慢性疼痛の研究では、自己効力感が高い患者ほど、リハビリテーションへの参加度が高く、活動量の回復や機能改善が良好である傾向が報告されています。
つまり、患者が「自分の身体は改善できる」と認識しているかどうかが、治療結果に影響する可能性があります。
統制の所在(Locus of Control)
統制の所在(Locus of control)は心理学者Julian Rotterが提唱した概念です。
これは、自分の人生や状況を誰がコントロールしていると認識しているかという心理的傾向を表します。
自分自身が状況をコントロールできると感じる認知は「内的統制」と呼ばれます。
一方で、自分の状況が運や他者、外部要因によって決まると感じる認知は「外的統制」と呼ばれます。
慢性疼痛研究では、内的統制が高い患者ほど、リハビリテーションへの参加や自己管理行動が良好になる傾向が報告されています。
慢性腰痛研究
「痛みに関連する自己効力感と、健康についての統制の所在が、慢性腰痛患者の治療効果の有益な予測因子である可能性があることを示唆している。

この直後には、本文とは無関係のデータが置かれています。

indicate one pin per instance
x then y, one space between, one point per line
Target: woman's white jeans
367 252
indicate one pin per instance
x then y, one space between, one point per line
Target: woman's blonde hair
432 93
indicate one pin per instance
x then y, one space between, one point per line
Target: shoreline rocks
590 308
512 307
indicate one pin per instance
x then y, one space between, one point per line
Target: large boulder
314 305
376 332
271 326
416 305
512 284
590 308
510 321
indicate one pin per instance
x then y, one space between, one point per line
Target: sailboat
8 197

」
HEALTH LOCUS OF CONTROL AND SELF-EFFICACY PREDICT BACK PAIN REHABILITATION OUTCOMES
この研究では、慢性腰痛患者のリハビリテーション結果において、自己効力感と統制の所在が重要な予測因子となる可能性が示されています。
患者が自分の健康状態をどの程度コントロールできると感じているかが、リハビリテーションの結果や機能改善に影響する可能性を示唆する結果と考えられます。
セラピストの役割
徒手療法やリハビリテーションにおいて、セラピストの役割は単に症状を改善することだけではありません。

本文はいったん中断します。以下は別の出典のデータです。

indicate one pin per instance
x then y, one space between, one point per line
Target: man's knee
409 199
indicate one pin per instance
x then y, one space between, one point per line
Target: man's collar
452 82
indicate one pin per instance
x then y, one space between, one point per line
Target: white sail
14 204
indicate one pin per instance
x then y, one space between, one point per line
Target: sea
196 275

患者が自分の身体や健康状態を理解し、自分で管理できるという認知を育てることも重要な役割の一つです。
Diane Jacobsは次のように述べています。
「倫理的なセラピストは、単なる触媒であり続け、患者の今の状態を維持して依存させるのではなく、自己効力感の発達を奨励しなければならない。」
触媒(Catalyst)とは、化学反応において自らは変化せず、反応速度に影響を与える物質を指します。
この比喩は、セラピストが患者の回復過程を促進する存在であり、依存関係を作る存在ではないことを示しています。
結論
慢性疼痛の臨床では、身体的な組織状態だけでなく、患者の認知や心理的要因も重要な役割を持つ可能性があります。
自己効力感や統制の所在は、患者が自分の健康をどのように理解し、どの程度自分で管理できると感じているかを示す概念です。
研究では、これらの要因が慢性腰痛患者のリハビリテーション結果の予測因子となる可能性が示唆されています。
そのため臨床では、患者を受動的な治療対象として扱うのではなく、自分の身体を理解し主体的に回復に関わる存在として支援することが重要になります。